An astute reader comments:
2. But can this presupposition be expressed (said) in this logic? Here is a little challenge for you Fressellians: translate 'Something exists' into standard logical notion. You will discover that it cannot be done. Briefly, if existence is instantiation, which property is it whose instantiation is the existence of something? Same problem with 'Nothing exists.' If existence is instantiation, which property is it whose non-instantiation is the nonexistence of anything? Similarly with 'Everthing exists' and 'Something does not exist.'
But couldn't we translate those expressions this way (assuming we have only two properties: a, b)?
1. "something exists" -> "there is an x that instantiates either a or b or ab"
2. "everything exists" -> "there is an x that instantiates a and there is a y that instantiates b and there is a z that instantiates ab"
3. "nothing exists" -> 1 is false
4. "something doesn't exist" -> 2 is false
I am afraid that doesn't work. We need focus only on on 'Some individual exists.' The reader's proposal could be put as follows. Given the properties F-ness and G-ness,
What 'Some individual exists' says is exactly what 'Either F-ness is instantiated or G-ness is instantiated' says.
I would insist however that they do not say the same thing, i.e., do not have the same meaning. The expression on the left says that some individual or other, nature unspecified, exists. The expression on the right, however, makes specific reference to the 'natures' F-ness and G-ness. Surely, 'Some individual exists' could be true even if there are are no individuals that are either Fs or Gs.
Note that it is not a matter of logic what properties there are. This is an extralogical question.
On the Frege-Russell treatment of existence, 'exist(s)' is a second-level predicate, a predicate of concepts, properties, propositional functions and cognate items. It is never an admissible predicate of individuals. Thus in this logic every affirmation of existence must say of some specified concept or property that it is instantiated, and every denial of existence must say of some specified concept or property that it fails of instantiation.
This approach runs into trouble when it comes to the perfectly meaningful and true 'Something exists' and 'Some individual exists.' For in these instances no concept or property can be specified whose instantiation is the existence of things or the existence of individuals. To head off an objection: self-identity won't work.

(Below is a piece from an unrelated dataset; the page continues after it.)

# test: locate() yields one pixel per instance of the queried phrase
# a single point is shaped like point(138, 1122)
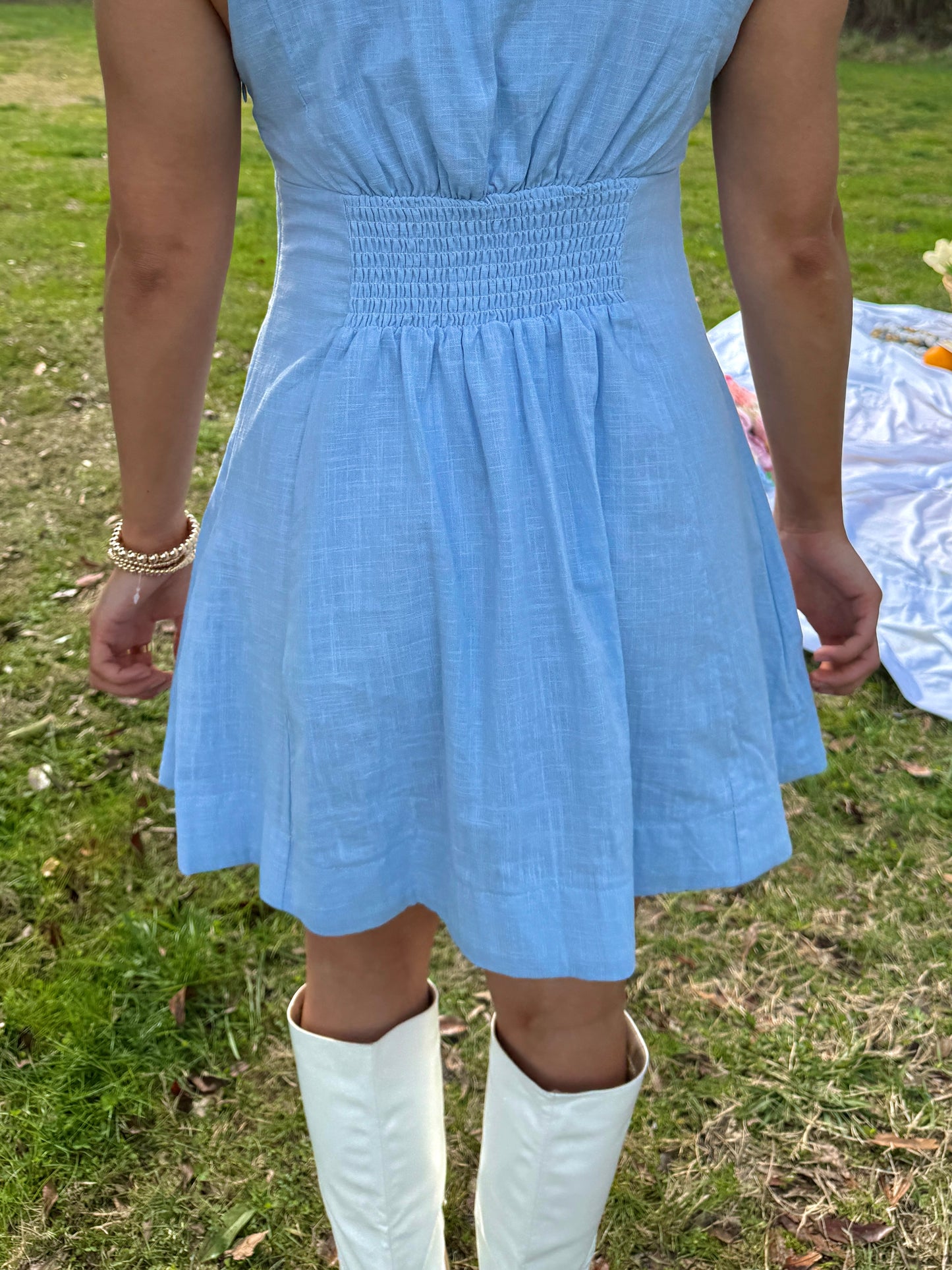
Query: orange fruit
point(939, 355)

That there are individuals is a necessary presupposition of the Frege-Russell logic in that without it one cannot validly move from 'F-ness is instantiated' to 'Fs exist.' But it is a necessary presupposition that cannot be stated in the terms of the system. This fact, I believe, is one of the motivations for Wittgenstein's distinction between the sayable and the showable. What cannot be said, e.g., that there are individuals, is shown by the use of such individual variables as 'x.'
The paradox, I take it, is obvious. One cannot say that 'There are individuals' is inexpressible without saying 'There are individuals.' When Wittgenstein assures us that there is the Inexpressible, das Unaussprechliche, he leaves himself open to the retort: What is inexpressible? If he replies, 'That there are individuals,' then he is hoist by his own petard.
Surely it is true that there are individuals and therefore expressible, because just now expressed.
"The suicide of a thesis," says Peter Geach (Logic Matters, p. 265), "might be called Ludwig's self-mate . . . . " Here we may have an instance of it.